Screen Scraping

I’ve had a lot of requests for NewsGator to be able to scrape non-RSS-enabled sites, and create a “virtual feed” from them. Syndirella supports this capability on the client side; MyRSS can also create a feed from any web site, according to their documentation.

Here’s the question I have. Do you think scraping content from a site is legal or ethical? I don’t think so. For starters, I would think there are copyright issues. You’re taking content, which belongs to someone else, and reproducing it in another form for your own use. Maybe this is allowable use, I don’t know…I’m certainly not a lawyer.

What about sites that make their living based on advertising impressions?

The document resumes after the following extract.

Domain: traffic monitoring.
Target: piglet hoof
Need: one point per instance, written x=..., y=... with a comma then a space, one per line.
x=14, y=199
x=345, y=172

Tools that scrape these sites are literally stealing money from them.

Any comments? Am I off base here?

30 thoughts on “Screen Scraping

  1. Dare Obasanjo

    I think screen scraping in the way Syndirella does is questionable legally and ethically. When I first wrote RSS Bandit I explicitly made the decision not to support this feature which turned out to be a wise move given that my MSDN editor mentioned that they’d gotten flak in the past from content owners whose sites had been scraped using code samples obtained from MSDN.

    Reply
  2. John Cavnar-Johnson

    I think there is an ethical way to do this. If you look at the way Dare does his feed (where the rss is just a teaser to get you interested in going to the site), you’ll see the model that wins for everybody. If you can abstract the site, you will actually drive traffic to the sites in question. How could anybody complain about that?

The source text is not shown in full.